Could the circumstances of your child’s birth influence the name you choose?
There’s been no shortage of seasonal and holiday-themed name articles over the past few weeks. Surely, if you were whisked to the hospital on the back of a scooter and hadn’t yet settled on a middle name, your daughter could wind up christened Isabel Vespa. But how many parents deliberately choose seasonal appellations for a baby born in December? Is all that tinsel and mistletoe enough to make names like Merry or Belle seem better than Margaret or Brooke?
Seven years ago, I was due with my first child on Christmas Day. I can honestly say that, despite a struggle to settle on a middle name, we never considered Rudolph or Winter or Noel. But if I had it to do over again?
Here are eight names that caught my eye from this week’s baby name news, all of them rich with subtle, seasonal style, plus one truly timeless choice from Hollywood royalty.
Shepherd – Elea’s Advent Calendar at British Baby Names has proven thoroughly addicting. This is my favorite so far: Shepherd, a working name with some history of use, one that has lofty spiritual meaning while still feeling rustic and down-to-earth. Like the idea, but want something even less obvious? How about Asher, a name Syrian Christians associate with the Biblical flock-watchers.
Alcyone – Nope, that’s not a wacky re-spelling of Allison. It’s a name from Greek myth suggested by Isadora at Bewitching Baby Names. The short version is this: Alcyone’s husband died, but the gods had mercy, transforming the couple into a pair of kingfishers – or halcyons. The birds typically nest in the winter, during a period of calm weather beginning mid-December – peaceful, halcyon days.
Yule – Nook of Names published a lengthy list of seasonal appellations. I find this one intriguing – slightly less obvious than Noel or Natalie, but still a nod to the season. Then again, Yul – as in Russian-born actor Yul Brenner – is actually derived from the Russian version of Julius, and seems more suited to the month of the actor’s birth – July.
Carnelian – Marginamia suggested the name of this red stone, most likely for a girl. Carnelian is sometimes listed as a substitute for July’s birthstone, Ruby.

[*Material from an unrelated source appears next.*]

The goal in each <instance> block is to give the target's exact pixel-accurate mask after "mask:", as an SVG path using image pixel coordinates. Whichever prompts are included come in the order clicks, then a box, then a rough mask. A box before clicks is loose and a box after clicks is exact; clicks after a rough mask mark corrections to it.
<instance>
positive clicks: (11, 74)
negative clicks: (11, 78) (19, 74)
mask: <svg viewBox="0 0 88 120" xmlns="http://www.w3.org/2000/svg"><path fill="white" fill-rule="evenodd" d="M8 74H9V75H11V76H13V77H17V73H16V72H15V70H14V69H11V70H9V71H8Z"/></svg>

If you’re disappointed to find that Ruby is so popular, I can almost guarantee that you’ll never meet another Carnelian. She’s outrageous at first glance, but if girls answer to Clementine and Cordelia, Jewel and Gemma, why not Carnelian?

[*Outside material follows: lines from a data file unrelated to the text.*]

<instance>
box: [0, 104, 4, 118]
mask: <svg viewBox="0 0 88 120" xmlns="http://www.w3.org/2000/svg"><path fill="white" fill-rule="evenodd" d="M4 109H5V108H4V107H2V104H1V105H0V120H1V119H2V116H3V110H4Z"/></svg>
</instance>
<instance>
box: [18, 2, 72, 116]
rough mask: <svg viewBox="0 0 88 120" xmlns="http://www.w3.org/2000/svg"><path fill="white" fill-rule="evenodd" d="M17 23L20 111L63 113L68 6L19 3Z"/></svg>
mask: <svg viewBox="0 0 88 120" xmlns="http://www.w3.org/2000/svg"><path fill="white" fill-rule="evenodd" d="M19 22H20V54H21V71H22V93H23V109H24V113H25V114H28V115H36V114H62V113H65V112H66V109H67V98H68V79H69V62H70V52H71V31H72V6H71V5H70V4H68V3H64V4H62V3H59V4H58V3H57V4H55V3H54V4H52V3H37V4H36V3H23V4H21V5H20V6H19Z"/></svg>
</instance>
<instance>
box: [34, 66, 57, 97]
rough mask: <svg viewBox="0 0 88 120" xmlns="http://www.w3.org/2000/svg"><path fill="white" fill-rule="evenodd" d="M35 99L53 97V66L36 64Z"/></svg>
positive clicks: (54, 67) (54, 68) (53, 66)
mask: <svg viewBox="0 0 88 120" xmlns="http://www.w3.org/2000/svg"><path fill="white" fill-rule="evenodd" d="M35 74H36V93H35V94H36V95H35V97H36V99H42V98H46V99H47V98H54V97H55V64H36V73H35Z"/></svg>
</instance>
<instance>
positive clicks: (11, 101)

Zuzu – Marginamia also mentioned Zuzu Bailey, the little scene-stealer from seasonal cinematic staple It’s a Wonderful Life, as did Linda in Friday’s post. Top Chef alum Tania Peterson welcomed a daughter called Zuzu Audrey earlier in 2011. Could this be her year?
Suzu – Sebastiane took a global perspective on the question, sourcing names from a broad range of cultures. I’m drawn to Suzu, a Japanese name that means bell – and feels appropriately close to little Miss Bailey’s appellation, too!
Courage – It isn’t specifically seasonal, but Anna spotted this one on the baby picked to star in a local Nativity Play – Hosea Courage. While using the middle name Danger feels like a punch line, Courage seems aspirational, and “neo-Puritan,” to borrow Anna’s description.
Ballerina – Been to the ballet yet this season? Many families count a holiday trip to see The Nutcracker as a favorite tradition. Jeremy Sisto gave this frilly, feminine middle name to his daughter – along with the boy first name Charlie. News that he and wife Addie are now expecting a son prompted a revisit of his daughter’s daring name.
Helen Grace – On the other hand, Robert DeNiro’s choice was as classic as it gets. He and wife Grace are also parents to son Elliot, and Robert has four children from previous relationships: Drena, Raphael, Julian, and Aaron. Helena and Elena might be more popular, but there’s something rock-solid – and very appealing – about Helen.
Spotted any interesting names this week?